Plus de 800 scientifiques, dont des astrophysiciens, ingénieurs et chercheurs, ont signé une tribune publiée dans Le Monde le 2 juillet 2026 pour dénoncer les coupes budgétaires affectant le Centre national d'études spatiales (CNES). Ils estiment que ces réductions mettent en péril l'indépendance spatiale de la France et sa capacité à mener des missions d'envergure.

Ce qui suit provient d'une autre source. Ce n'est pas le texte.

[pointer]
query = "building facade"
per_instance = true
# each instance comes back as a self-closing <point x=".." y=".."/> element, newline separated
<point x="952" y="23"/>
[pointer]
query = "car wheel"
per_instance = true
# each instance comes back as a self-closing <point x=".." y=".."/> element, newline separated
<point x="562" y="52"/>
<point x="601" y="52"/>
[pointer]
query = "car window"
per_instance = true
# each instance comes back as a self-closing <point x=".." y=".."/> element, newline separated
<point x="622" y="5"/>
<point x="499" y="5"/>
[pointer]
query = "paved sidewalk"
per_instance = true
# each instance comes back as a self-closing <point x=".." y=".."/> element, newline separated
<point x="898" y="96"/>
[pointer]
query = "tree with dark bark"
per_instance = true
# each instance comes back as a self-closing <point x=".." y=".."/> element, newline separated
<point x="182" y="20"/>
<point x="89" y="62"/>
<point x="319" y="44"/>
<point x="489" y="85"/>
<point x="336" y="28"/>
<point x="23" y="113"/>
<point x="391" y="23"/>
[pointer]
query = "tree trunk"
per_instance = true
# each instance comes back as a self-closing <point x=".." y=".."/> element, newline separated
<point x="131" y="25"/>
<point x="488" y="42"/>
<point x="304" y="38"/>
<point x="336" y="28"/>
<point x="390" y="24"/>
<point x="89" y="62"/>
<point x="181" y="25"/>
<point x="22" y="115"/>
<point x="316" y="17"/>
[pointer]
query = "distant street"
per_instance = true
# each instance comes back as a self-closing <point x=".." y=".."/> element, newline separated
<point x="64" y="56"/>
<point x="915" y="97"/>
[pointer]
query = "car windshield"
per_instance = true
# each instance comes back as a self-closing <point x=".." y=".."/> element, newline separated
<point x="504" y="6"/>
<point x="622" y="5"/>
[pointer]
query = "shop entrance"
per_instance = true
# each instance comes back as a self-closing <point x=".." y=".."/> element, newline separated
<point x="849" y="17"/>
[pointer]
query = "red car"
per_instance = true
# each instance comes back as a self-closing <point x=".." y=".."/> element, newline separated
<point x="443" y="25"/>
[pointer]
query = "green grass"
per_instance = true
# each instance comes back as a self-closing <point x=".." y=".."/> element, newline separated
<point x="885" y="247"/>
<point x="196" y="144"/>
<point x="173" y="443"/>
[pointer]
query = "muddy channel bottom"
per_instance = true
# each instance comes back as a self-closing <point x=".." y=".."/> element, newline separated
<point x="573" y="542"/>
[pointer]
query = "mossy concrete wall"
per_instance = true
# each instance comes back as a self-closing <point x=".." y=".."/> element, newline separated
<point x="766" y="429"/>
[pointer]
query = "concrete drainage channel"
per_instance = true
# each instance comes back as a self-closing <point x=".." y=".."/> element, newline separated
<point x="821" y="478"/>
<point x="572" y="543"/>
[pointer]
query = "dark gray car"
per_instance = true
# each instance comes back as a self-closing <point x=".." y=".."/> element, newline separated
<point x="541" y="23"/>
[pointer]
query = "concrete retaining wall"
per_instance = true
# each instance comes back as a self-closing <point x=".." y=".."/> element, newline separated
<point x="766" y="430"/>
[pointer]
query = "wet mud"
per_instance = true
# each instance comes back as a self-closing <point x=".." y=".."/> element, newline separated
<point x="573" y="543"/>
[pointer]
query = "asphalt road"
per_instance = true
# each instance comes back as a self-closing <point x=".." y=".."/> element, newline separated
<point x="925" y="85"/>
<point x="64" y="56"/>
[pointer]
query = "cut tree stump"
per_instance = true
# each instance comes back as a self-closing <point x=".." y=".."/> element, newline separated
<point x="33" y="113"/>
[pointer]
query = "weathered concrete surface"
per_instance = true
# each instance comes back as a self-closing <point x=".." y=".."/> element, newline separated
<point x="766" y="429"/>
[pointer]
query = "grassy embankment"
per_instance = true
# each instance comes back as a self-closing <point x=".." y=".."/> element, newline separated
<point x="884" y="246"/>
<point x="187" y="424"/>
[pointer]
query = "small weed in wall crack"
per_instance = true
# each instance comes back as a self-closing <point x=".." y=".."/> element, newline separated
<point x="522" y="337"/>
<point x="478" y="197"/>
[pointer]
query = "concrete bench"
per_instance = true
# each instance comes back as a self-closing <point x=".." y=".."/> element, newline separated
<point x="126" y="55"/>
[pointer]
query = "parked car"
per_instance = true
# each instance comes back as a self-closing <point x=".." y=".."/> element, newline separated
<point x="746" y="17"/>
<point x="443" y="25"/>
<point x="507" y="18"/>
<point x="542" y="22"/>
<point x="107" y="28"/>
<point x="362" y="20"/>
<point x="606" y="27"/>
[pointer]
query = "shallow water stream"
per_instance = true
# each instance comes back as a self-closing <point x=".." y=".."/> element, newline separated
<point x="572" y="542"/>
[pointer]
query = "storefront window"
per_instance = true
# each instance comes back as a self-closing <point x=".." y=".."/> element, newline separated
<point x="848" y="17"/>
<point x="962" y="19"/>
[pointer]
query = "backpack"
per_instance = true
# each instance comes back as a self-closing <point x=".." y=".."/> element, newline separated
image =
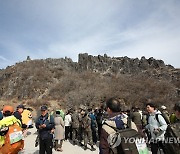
<point x="123" y="140"/>
<point x="13" y="140"/>
<point x="172" y="136"/>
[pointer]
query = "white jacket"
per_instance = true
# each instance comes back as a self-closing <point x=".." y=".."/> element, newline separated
<point x="154" y="124"/>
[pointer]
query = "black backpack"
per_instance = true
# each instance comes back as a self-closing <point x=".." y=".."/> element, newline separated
<point x="172" y="139"/>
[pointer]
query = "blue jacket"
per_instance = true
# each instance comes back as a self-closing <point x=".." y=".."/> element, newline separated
<point x="45" y="133"/>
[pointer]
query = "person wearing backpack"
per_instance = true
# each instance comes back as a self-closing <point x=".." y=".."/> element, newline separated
<point x="11" y="141"/>
<point x="157" y="127"/>
<point x="173" y="133"/>
<point x="45" y="125"/>
<point x="116" y="121"/>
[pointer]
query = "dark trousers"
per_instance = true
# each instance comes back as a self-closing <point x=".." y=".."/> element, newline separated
<point x="94" y="134"/>
<point x="156" y="146"/>
<point x="45" y="145"/>
<point x="68" y="132"/>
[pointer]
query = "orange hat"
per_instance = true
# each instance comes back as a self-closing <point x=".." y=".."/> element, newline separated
<point x="8" y="108"/>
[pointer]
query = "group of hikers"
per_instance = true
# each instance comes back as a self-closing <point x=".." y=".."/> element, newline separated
<point x="115" y="131"/>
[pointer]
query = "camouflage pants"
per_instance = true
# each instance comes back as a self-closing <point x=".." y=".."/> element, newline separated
<point x="87" y="136"/>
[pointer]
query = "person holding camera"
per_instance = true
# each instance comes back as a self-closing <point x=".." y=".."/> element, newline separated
<point x="45" y="125"/>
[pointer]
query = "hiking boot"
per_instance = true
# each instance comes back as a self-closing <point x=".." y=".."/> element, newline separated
<point x="85" y="147"/>
<point x="92" y="148"/>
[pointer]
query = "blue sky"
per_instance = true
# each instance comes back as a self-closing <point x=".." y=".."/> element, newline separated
<point x="58" y="28"/>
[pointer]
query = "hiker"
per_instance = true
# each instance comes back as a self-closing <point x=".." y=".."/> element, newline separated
<point x="165" y="113"/>
<point x="117" y="120"/>
<point x="93" y="126"/>
<point x="75" y="127"/>
<point x="18" y="114"/>
<point x="59" y="131"/>
<point x="45" y="126"/>
<point x="10" y="126"/>
<point x="136" y="118"/>
<point x="157" y="127"/>
<point x="87" y="132"/>
<point x="173" y="118"/>
<point x="67" y="122"/>
<point x="173" y="134"/>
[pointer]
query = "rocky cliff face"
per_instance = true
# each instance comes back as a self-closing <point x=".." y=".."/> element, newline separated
<point x="125" y="65"/>
<point x="38" y="78"/>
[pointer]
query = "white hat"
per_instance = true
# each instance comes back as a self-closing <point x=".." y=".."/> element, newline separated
<point x="163" y="107"/>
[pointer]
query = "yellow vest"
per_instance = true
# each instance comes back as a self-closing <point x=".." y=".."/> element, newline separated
<point x="5" y="122"/>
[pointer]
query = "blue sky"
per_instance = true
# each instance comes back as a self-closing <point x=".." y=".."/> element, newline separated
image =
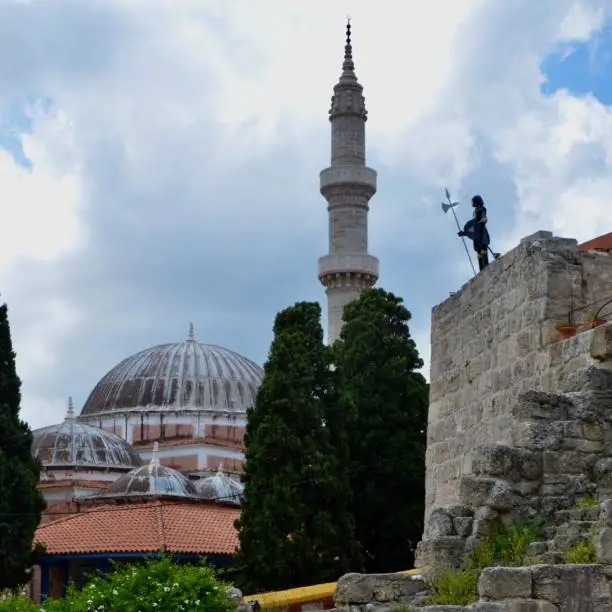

Des coupes drastiques dans le budget spatial
Selon la tribune, le budget du CNES a été réduit de 15 % pour l'année 2026, soit une perte de 350 millions d'euros par rapport à l'année précédente. Cette coupe affecte directement plusieurs programmes phares, notamment le développement du lanceur Ariane 6, les missions d'observation de la Terre et les projets d'exploration scientifique. Les signataires soulignent que ces réductions surviennent alors que la concurrence internationale s'intensifie, avec des investissements massifs de la part des États-Unis, de la Chine et de l'Inde.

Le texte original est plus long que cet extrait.